Martin Williams, Jazz Heritage
Ella Fitzgerald was fondly called the First Lady of Song and the First Lady of Swing by her fans. Ella was more...she was the reigning grand duchess...and the greatest jazz diva.
Ella Jean Fitzgerald was born April 25, 1918 in Newport News, Virginia. Her parents passed when she was very young. Ella's first love was dance. At the age of 16, she entered a talent contest at the Harlem Opera, which was as hard on amateur contestants as the noted Apollo Theater has always been. When Ella went on stage she was so nervous she couldn't dance. So, not wanting the audience to chase her off stage, she started singing. The audience loved it and awarded her a $25 prize. From then on Ella concentrated on pursuing a singing career.

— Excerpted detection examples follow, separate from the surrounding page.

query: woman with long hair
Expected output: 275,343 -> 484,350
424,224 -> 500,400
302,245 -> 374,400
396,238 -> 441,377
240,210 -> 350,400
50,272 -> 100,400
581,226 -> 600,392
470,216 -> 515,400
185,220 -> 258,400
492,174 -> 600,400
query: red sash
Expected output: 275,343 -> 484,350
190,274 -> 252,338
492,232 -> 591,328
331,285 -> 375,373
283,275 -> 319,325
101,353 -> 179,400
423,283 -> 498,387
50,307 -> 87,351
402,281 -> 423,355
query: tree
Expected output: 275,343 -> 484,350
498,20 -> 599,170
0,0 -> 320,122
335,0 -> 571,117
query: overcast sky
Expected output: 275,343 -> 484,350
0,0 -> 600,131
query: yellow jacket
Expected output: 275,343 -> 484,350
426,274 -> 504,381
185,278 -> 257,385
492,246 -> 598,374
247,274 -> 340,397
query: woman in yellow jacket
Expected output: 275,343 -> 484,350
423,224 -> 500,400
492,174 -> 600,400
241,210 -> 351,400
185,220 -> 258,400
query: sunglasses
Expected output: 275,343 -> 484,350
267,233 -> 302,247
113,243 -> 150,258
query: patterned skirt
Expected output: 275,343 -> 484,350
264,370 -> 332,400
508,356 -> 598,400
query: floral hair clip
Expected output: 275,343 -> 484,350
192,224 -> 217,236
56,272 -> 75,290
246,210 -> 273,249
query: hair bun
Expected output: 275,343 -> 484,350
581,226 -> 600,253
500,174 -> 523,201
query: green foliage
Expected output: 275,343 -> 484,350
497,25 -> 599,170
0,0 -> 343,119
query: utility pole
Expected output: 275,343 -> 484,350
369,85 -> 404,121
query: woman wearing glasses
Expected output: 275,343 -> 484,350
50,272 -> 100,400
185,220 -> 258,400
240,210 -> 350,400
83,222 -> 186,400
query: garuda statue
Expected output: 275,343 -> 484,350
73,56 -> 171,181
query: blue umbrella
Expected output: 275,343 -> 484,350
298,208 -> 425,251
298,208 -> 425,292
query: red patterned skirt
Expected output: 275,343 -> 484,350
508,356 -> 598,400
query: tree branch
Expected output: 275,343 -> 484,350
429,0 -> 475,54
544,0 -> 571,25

Ella was a gifted, one-of-a-kind, once in a life time unique talent. She made her debut with drummer Chick Webb who, along with his wife Sally, became her legal guardians. Ella's first recording in 1935 was "Love and Kisses." She quickly became a favorite with jazz fans who loved her seemingly effortless perfect pitch, control and harmony. In 1937 Ella won the Down Beat magazine poll as the Best Female Vocalist of the year.
At the age of 20, Ella's groovy, swinging version of the nursery rhyme "A-Tisket, A-Tasket," catapulted her into the national spotlight. In 1939, when Chick Webb passed, Ella became leader of the band which was known as Ella Fitzgerald and Her Orchestra. During the two years she led the band, she was received enthusiastically when she toured the country. And, her appointment as bandleader was a testament to her stature as a musical talent, to her musical and leadership abilities, and to the respect her fellow musicians had for her.

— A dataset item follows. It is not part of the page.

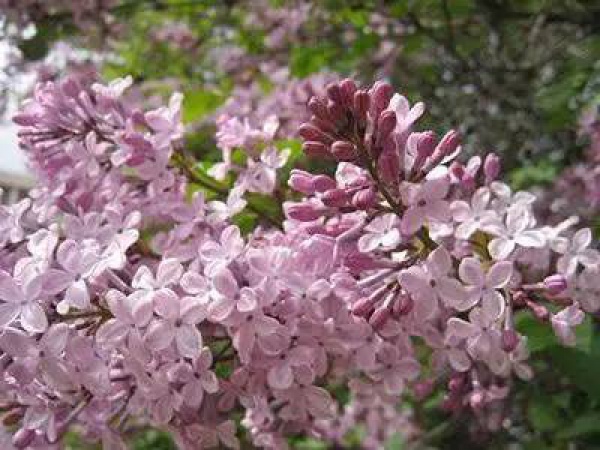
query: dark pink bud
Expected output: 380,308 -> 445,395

Ella, a jazz vocalist, composer, arranger and musician of the highest caliber, was always exploring, seeking to expand her creative horizon. So, it was not surprising that Ella was immediately attracted to bebop, and joined Dizzy Gillespie's band. Dizzy was a bebop pioneer of the finest order. With him Ella developed scat, a singing method--originally created by Louis Armstrong--a vocal equivalent of instrumentation, of using her voice like a trumpet and saxophone.
In 1947 Ella used her vocal virtuosity to record "How High the Moon" and "Lady Be Good," two hit songs that established her as scat master par excellence. Ella became a global star in "Jazz At the Philharmonic," which toured the U.S. and the world, including Europe and Japan. Her recordings include a series of such popular works as The Cole Porter Song Book and albums dedicated to the works of Duke Ellington, Jerome Kern, George and Ira Gershwin, Harold Arden, Berlin, Johnny Mercer, and Rogers and Hart.

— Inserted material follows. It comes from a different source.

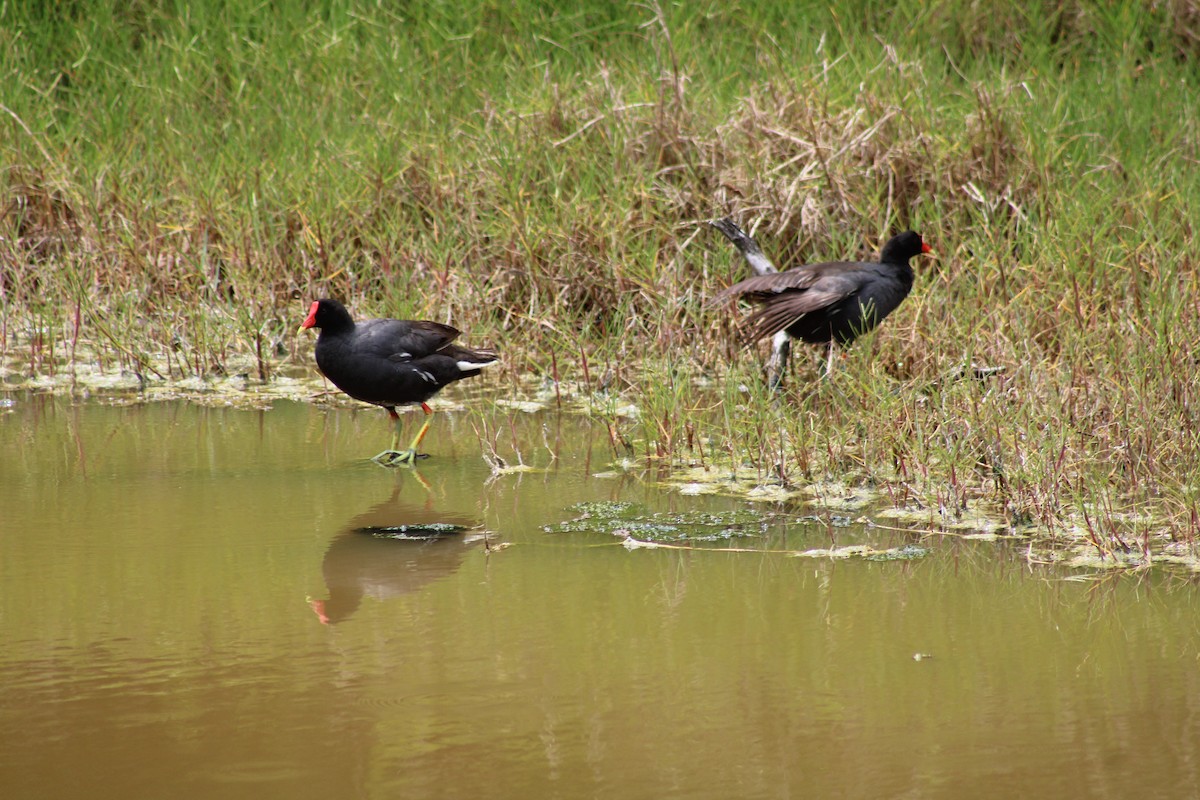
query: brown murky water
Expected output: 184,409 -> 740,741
0,396 -> 1200,800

Ella Fitzgerald's musical accomplishments were phenomenal and her career which spanned over sixty years was singularly monumental...and her character was truly exemplary and inspirational. Ella's achievements and her work continued well beyond her 75th birthday -- a time when she was still in great demand as a performer.
The following are highlights of the great Lady's life and work...a Lady who many came to think of and call...The First Lady of Swing, The First Lady of Song. Ella will be greatly missed by many jazz fans all over the globe. And perhaps the following words best describe how many felt about Ella Jean Fitzgerald..."we loved you madly...Ella."